The last time a new airline took off in the United States, US Airways and Continental Airlines were still flying, and bag fees weren’t a thing.
It was 2007 and the airline was Virgin America.
Fast forward to 2021: Virgin America is gone, acquired by Alaska Airlines in 2016, US Airways and Continental, too, after their respective mergers with American and United.
Andrew Levy, a former top executive at Allegiant and United, says the changes have given travelers fewer options.
“We went down to a very few number of airlines in the marketplace,” he said. “I think choice is always good.”
Enter Avelo Airlines, the startup airline Levy started thinking about in 2015 and launched Wednesday in southern California. The first flight: Hollywood Burbank Airport in Burbank to Santa Rosa, California, a gateway to northern California wine country.
Avelo, a blend of the Spanish word for bird (ave) and the Latin word for swift (velo), aims to be a “softer, gentler, kinder,” budget airline, Levy said.
The airline is zeroing in on small airports and routes without competition, or at least routes that didn’t have competition when the airline announced its first flights. Alaska Airlines has since added Burbank-Santa Rosa.
As with his former airline, Allegiant, and fellow discounters Frontier and Spirit, Avelo is offering cheap fares and charging extra for seat assignments and carry-on and checked bags.
“You pay for the things that you value,” he said.

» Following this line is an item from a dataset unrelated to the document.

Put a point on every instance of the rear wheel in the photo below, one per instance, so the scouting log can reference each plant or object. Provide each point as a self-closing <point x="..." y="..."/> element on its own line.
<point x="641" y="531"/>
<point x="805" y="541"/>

Avelo’s launch was delayed by about six months due to the pandemic. The airline’s investors never expressed it, but Levy admits there were likely doubts about the wisdom of starting an airline when travel was decimated.
“I’m sure that there were people that thought, ‘Man, this is not a good idea anymore,”’ he said. “We raised money at a time that was a totally different backdrop. … Everybody’s making money. It’s been 10 straight years of consistent profitability.”
The pandemic had an upside though: airport space opened up, and airplanes and parts were significantly cheaper. Levy estimates Avelo paid one-third the pre-pandemic rate for its two most-recent planes, a savings of millions of dollars.
“That’s why I feel really good about this,” he said.